The opportunity to combine fieldwork in remote places and specimen-based research with the latest genetic techniques makes the LSU MNS a unique place to work and study. We currently train over 30 graduate students and over 10 undergraduates in museum-based research, and our graduates have gone on to work at places like the Smithsonian Institution, the American Museum of Natural History, the Field Museum and many other museums and universities around the US and the world.

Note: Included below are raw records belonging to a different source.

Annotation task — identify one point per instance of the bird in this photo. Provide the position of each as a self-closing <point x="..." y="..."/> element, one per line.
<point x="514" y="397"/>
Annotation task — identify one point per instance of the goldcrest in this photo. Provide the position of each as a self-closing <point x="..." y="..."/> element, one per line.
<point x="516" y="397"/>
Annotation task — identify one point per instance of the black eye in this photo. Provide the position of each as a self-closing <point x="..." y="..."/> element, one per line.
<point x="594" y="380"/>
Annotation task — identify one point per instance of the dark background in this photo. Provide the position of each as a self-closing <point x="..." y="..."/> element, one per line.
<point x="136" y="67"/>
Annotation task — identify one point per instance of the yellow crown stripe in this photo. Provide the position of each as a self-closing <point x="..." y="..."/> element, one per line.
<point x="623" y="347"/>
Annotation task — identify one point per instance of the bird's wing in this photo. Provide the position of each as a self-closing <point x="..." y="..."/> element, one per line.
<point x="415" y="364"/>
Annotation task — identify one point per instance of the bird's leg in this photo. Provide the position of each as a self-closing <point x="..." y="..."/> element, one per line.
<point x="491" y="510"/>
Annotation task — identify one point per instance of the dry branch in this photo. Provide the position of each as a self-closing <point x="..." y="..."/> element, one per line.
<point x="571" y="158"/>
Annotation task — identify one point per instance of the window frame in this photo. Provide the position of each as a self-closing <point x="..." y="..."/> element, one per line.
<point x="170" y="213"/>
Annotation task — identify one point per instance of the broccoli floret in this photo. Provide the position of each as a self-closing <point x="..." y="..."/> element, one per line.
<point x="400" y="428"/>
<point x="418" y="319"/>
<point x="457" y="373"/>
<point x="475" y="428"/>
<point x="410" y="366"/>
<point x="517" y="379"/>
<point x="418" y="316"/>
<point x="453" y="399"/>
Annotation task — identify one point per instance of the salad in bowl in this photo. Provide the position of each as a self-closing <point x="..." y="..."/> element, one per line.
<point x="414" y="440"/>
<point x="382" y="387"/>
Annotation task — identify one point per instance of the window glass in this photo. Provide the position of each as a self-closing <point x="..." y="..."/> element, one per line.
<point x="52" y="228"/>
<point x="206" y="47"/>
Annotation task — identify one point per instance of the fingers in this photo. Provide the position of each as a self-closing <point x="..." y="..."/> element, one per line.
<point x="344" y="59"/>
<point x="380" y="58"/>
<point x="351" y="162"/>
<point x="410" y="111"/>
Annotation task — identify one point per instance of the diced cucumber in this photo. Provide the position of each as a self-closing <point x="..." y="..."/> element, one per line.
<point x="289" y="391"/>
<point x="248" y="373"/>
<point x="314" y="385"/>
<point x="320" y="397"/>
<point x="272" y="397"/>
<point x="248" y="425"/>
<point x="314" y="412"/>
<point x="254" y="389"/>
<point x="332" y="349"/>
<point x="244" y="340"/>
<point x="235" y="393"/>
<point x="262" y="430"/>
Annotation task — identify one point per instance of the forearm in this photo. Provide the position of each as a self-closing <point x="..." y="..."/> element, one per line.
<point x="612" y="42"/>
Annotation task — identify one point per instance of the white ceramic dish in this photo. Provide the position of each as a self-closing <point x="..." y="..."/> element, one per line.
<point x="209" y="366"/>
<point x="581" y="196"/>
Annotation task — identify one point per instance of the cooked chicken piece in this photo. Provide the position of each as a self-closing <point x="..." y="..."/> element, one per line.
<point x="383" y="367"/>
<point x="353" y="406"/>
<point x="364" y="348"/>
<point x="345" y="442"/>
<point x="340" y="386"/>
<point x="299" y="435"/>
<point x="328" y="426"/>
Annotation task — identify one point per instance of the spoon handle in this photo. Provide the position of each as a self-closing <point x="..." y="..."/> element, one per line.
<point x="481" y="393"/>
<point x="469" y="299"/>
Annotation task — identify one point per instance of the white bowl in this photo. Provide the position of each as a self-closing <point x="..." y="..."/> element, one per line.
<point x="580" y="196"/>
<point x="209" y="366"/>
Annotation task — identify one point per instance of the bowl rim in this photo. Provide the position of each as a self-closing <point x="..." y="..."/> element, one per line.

Although our work is well known in the zoological research realm, we are not so well known among students at LSU. To help broaden this awareness, we have an exciting new program beginning this fall – Night at the Museum! Twice a semester, we will focus on one collection and host behind-the-scenes tours, a short talk by an LSU MNS researcher, and a chance to meet our scientists. The first event happened this week and featured our exceptional bird collection. The next event will be on November 17 starting at 5pm, with a talk at 6pm and behind-the-scenes tours of the fish collections afterwards! More information can be found on our website. If you do attend a Night at the Museum event, share your pictures with us on Instagram with the hashtag #LSUNightattheMuseum!
But you don’t have to wait until these events to visit the museum. In addition to the collections, we also have a free public exhibit area complete with habitat displays, Louisiana animal diversity displays, and even the very first Mike the Tiger (with a recording of his roar)! So if you are a fan of the natural world and are fascinated by the amazing animals that inhabit the earth, stop by the LSU Museum of Natural Science in Foster Hall. You never know what you may find!